The second, the Johnson loyalists argue, is that it actually takes an awful lot to reach the bar of 54 Tory MPs needed to force a confidence vote in the Tory leader. “Have you ever tried regicide? It’s actually really hard. It just feels grubby,” says one veteran Tory plotter.
Third, even if the wonderfully named Pork Pie Plotters do force a vote, they then have to win it, or he’s safe for a whole year. That means a regicide army of 180 Tory MPs at a minimum.
Some in the Cabinet are also now beginning to think Johnson’s most powerful ally of all is outside of Westminster: one Vladimir Putin. I understand senior Cabinet ministers held a Cobra meeting on Monday about Ukraine, and are now quietly holding them regularly. The intelligence suggests Russia is indeed on the brink of an invasion.
No western country could dream of changing their leader, no matter what they’ve done, while a land war in Europe is raging.
Partygate is far from over, and the next seven days will be the most dangerous politically that Johnson has ever faced. The honest truth is nobody knows if he will survive them, so don’t listen to anybody who tries to tell you otherwise.
I won’t call it either, beyond giving him 50/50 to survive the month. It’s a bad place to be though, if your only surety lies in the hands of an aggrandising Russian tyrant.
In other news...
Maybe the BBC could do with a trim
A blood-curdling warning from BBC Director General Tim Davie yesterday. There will be “less service and less [sic] programmes” if the licence fee goes.
Is this really the end of civilisation as we know it? Or might it be better if the BBC wasn’t quite as big and do as much? The Beeb has a 32 per cent share of all TV that is watched, and a thumping great 50.9 per cent share of all radio listening.

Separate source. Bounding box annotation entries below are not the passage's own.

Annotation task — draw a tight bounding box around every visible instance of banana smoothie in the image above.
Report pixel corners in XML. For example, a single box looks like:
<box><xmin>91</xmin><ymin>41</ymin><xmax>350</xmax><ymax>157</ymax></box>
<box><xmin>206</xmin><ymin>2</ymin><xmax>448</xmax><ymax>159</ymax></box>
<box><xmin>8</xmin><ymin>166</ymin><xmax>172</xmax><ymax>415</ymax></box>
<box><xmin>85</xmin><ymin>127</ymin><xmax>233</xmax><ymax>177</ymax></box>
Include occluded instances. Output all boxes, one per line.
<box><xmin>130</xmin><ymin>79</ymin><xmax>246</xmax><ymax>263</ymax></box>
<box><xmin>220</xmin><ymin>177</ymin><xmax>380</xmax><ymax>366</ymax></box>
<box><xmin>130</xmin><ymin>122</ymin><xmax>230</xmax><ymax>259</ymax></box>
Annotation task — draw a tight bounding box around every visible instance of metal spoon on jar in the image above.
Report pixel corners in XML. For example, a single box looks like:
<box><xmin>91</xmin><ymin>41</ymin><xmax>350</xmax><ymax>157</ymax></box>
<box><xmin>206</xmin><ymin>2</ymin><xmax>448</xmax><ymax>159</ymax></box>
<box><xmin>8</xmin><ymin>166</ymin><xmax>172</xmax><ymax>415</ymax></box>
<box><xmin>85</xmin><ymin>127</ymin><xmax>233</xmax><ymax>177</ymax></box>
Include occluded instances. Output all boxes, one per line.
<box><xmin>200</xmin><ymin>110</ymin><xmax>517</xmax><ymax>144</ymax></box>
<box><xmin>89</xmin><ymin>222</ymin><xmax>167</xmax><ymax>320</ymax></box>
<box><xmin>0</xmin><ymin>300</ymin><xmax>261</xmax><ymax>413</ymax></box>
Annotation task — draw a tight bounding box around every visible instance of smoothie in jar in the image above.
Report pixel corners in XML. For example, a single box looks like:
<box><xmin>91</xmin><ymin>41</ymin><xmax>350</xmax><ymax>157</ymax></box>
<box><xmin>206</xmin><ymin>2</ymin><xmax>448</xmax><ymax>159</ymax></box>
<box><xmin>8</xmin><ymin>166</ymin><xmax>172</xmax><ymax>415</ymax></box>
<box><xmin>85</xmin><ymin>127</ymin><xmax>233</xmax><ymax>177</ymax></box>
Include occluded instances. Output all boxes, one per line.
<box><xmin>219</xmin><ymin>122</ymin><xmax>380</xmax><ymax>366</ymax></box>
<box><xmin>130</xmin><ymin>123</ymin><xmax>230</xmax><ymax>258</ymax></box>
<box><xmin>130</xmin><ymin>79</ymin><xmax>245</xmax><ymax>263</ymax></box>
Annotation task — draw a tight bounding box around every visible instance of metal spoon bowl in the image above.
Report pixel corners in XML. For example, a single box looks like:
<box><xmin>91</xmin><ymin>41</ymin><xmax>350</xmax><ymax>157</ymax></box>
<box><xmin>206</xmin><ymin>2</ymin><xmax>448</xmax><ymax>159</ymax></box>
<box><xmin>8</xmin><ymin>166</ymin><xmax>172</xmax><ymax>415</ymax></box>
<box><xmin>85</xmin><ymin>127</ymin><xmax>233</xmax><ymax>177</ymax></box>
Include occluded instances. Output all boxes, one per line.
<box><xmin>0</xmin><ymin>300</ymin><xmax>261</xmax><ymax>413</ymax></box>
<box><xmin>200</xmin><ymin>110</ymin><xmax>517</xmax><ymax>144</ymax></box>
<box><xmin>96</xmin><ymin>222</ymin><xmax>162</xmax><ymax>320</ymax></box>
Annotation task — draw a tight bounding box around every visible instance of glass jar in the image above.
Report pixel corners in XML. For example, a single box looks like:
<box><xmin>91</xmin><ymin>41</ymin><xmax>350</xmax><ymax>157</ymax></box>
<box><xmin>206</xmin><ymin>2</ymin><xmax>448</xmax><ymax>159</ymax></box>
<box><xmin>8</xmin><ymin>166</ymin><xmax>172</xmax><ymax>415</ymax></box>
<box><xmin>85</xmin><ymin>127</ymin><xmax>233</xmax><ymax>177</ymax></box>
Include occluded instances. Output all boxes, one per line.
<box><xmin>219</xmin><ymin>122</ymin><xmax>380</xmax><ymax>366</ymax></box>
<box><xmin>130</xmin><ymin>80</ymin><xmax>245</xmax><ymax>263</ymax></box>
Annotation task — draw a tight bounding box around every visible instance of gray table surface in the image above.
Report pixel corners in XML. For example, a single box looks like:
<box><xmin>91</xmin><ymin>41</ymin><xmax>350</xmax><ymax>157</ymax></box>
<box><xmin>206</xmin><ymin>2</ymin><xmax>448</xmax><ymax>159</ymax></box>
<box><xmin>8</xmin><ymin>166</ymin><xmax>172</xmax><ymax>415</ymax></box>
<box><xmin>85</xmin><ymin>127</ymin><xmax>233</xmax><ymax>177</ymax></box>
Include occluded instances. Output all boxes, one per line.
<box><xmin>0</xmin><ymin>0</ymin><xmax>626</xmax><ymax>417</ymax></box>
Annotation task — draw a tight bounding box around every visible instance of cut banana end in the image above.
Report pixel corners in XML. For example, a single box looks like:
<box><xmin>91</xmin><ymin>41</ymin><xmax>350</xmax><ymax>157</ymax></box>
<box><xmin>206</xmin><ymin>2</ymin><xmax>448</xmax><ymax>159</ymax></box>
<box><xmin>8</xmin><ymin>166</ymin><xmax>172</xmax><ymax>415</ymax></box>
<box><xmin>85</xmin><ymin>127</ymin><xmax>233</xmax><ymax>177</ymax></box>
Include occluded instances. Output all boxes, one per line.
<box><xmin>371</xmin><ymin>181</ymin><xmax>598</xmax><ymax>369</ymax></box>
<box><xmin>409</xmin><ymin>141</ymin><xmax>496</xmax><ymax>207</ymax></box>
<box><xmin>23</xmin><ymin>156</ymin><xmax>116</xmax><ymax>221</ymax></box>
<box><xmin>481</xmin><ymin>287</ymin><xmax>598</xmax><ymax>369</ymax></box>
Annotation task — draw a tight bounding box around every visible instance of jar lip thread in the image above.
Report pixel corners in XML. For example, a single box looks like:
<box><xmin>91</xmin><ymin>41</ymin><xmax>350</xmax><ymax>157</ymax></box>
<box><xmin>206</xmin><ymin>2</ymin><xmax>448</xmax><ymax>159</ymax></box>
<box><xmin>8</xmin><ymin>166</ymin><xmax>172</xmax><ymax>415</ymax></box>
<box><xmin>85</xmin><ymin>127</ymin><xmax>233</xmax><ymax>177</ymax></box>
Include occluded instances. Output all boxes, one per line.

I gently point out that the Competition and Markets Authority define a monopoly as any firm with more than 25 per cent of its industry’s sales.
Blair finally accepts he’s not very loved
Tony Blair famously didn’t know how to use a mobile phone until the day he left Downing Street. After interviewing him this week, I can testify that Labour’s longest serving prime minister is still no tech wizard.
The start of our virtual conversation was delayed as he battled to work out why his Zoom camera didn’t work. Some minutes later, newly knighted Sir Tony (“I’m perfectly happy with Tony as a matter of fact”) finally alighted on the cloth that wife Cherie had hung over the desktop’s camera.
He can also still pull off a powerful argument. Sir Tony’s clarity of message on the need to expand the use of Covid passports to push up vaccination rates contrasts with Sir Keir Starmer’s daily Covid fence-sitting.
But I was struck by what had changed about the man, left, famed in office for chasing every single vote. When I brought up the 1.2 million-signature petition calling for his knighthood to be annulled, he wasn’t upset. Just resigned.
“There will always be people who detest me, for various reasons,” he sighed. “This is just what happens.” Perhaps happiness in politics is finally accepting you can’t please all of the people all of the time.